On 22 May 1861, Charles enlisted for Confederate army service as a 4th sgt. with the Lyons Mounted Riflemen of Fayette Co. Later transferring to artillery, Charles fought with distinction as a battery officer with Spaight's Battalion on 8 May 1864 at the Battle of Calcasieu Pass. In this little-known action on the southwestern coast of Louisiana, Lt. Welhausen's battalion surprised, attacked and captured two Union iron-clad gunboats (later converted to Confederate use) plus 16 guns, 166 Union soldiers, 200 head of horses and 350 head of cattle that the Union force had obtained. Based on Charles' handwritten records, Judge Paul C. Boethel gave a detailed account of Lt. (later Capt.) Welhausen's battery and Spaight's Battalion during the battle in his book, THE BIG GUNS OF FAYETTE, Von Boeckmann-Jones Co., Austin, TX, 1965.

After the war Charles developed progressively as a south Texas farmer, saddler, rancher, land-owner, businessman, justice of the peace, county commissioner, state legislator, and banker. In 1867 Charles married Eliza Amsler (1843 Austin TX - 1921 Lavaca TX). They had four sons -- Charles Bismark (1871 - 1949), Philip (1874 - 1936), John (1878 - 1879), and Herbert "Peck" (1885 - 1957) -- and one daughter, Mamie (1880 - 1917). Charles ran successfully for state legislator in 1888 when he had moved his family to Flatonia in Fayette Co. In 1890 he moved his family to Shiner in Lavaca Co. and started his own bank. "Capt. Charley" passed away in 1916 while napping at his Shiner national bank, age eighty-one.

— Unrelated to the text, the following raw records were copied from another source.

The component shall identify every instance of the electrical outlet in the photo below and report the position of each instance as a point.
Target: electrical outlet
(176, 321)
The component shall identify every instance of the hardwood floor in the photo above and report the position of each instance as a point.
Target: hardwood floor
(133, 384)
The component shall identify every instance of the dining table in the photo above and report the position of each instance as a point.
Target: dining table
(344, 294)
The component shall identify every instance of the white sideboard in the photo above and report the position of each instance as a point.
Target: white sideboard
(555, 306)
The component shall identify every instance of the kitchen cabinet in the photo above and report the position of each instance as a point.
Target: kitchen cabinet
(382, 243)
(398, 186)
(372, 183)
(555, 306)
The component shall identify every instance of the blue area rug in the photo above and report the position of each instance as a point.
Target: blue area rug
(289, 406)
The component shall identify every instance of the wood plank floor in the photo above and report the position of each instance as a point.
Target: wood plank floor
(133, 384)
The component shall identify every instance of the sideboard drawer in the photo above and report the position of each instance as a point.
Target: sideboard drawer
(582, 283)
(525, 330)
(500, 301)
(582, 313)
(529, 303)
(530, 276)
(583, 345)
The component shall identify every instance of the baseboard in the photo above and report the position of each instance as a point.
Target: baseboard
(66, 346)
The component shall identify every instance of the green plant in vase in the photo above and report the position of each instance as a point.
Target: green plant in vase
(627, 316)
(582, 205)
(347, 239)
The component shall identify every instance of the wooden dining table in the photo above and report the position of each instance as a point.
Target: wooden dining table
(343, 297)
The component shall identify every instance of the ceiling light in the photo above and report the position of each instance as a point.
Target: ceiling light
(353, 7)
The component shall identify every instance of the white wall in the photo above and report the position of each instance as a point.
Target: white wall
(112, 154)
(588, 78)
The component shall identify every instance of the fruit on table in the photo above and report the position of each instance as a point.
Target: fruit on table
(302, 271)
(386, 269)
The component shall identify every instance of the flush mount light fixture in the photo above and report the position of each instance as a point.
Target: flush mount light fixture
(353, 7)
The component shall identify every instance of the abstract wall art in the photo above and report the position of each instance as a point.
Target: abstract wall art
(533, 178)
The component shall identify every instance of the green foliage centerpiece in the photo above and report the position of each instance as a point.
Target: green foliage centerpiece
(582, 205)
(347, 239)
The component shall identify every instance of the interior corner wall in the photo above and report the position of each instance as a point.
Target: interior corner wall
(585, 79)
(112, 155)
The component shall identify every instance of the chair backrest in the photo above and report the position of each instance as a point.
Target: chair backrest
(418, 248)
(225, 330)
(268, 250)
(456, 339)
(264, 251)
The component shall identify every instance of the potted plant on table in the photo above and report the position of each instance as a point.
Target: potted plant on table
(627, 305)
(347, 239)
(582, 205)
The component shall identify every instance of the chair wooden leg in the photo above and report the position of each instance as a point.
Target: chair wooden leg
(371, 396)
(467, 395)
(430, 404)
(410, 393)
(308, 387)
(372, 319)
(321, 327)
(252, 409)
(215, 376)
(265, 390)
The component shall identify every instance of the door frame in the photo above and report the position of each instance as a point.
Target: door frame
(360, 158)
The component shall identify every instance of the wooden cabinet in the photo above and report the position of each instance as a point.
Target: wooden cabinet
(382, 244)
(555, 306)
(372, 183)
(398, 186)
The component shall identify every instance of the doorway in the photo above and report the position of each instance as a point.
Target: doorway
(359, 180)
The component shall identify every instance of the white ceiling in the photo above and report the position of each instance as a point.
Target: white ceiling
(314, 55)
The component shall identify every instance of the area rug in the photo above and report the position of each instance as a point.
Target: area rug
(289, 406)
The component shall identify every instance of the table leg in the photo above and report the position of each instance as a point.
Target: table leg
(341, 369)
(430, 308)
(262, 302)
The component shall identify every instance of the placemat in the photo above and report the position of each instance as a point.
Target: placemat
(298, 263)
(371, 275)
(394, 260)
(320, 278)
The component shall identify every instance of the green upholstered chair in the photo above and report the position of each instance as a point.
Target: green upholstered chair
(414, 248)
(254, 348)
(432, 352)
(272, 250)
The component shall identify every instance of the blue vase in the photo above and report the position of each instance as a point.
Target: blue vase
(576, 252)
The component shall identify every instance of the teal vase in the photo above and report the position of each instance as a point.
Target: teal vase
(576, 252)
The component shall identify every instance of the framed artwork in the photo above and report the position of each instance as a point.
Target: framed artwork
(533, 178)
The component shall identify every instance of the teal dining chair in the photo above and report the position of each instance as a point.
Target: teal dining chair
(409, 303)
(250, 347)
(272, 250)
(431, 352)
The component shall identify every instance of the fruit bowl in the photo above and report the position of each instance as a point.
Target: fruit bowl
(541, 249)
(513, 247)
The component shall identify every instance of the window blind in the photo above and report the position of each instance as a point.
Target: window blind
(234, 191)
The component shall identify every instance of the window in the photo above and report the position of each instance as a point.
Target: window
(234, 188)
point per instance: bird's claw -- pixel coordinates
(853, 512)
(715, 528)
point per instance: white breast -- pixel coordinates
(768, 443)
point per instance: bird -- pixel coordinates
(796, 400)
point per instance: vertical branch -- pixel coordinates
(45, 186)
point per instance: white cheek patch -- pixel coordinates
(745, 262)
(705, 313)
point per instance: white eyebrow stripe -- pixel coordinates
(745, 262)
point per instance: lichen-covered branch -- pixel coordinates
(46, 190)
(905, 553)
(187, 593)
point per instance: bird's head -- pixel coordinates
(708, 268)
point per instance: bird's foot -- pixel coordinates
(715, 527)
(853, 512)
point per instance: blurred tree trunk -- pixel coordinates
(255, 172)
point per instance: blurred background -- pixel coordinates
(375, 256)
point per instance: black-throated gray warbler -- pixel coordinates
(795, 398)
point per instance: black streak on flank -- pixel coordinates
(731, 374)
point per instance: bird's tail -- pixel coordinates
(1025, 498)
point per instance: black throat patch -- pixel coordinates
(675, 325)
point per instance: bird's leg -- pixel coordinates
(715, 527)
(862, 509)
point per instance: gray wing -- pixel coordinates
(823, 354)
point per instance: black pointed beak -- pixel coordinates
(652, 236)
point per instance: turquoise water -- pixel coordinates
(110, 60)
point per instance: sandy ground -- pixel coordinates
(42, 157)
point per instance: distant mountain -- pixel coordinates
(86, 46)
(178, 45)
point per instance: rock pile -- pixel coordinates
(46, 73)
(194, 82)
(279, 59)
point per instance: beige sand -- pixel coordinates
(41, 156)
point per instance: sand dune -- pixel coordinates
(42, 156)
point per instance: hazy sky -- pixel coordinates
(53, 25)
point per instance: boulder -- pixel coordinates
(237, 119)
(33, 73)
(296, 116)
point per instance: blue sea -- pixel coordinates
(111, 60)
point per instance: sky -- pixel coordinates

Dr. EDWIN JOHN WELLHAUSEN (1907 – 2001 CA), noted agricultural researcher, received the E. C. Stakman Award for plant pathology from the University of Minnesota in 1982 when he was with the Rockefeller Foundation in Mexico. A plant breeder, Dr. Wellhausen was director of the corn and wheat improvement center, CIMMYT, in Mexico. Dr. Welhausen wrote the Caribbean Educational Bulletin, an agricultural research report on his mission to the Caribbean Region sponsored by Inter-American Development Bank and UNICA. He recommended the organization and operation of a Regional Agricultural Development Service to work directly with the Ministries of Agriculture and the research and development personnel in the Caribbean countries. Dr. Wellhausen wrote or co-authored numerous articles on agricultural research. Named in his honor, the E. J. Wellhausen & R.G. Anderson Plant Genetics Resources Center has been described as the world’s collection of maize and wheat germplasm held in trust for future generations.

Other Wellhausen notables and patriarchs in Europe and America will be identified as our study develops.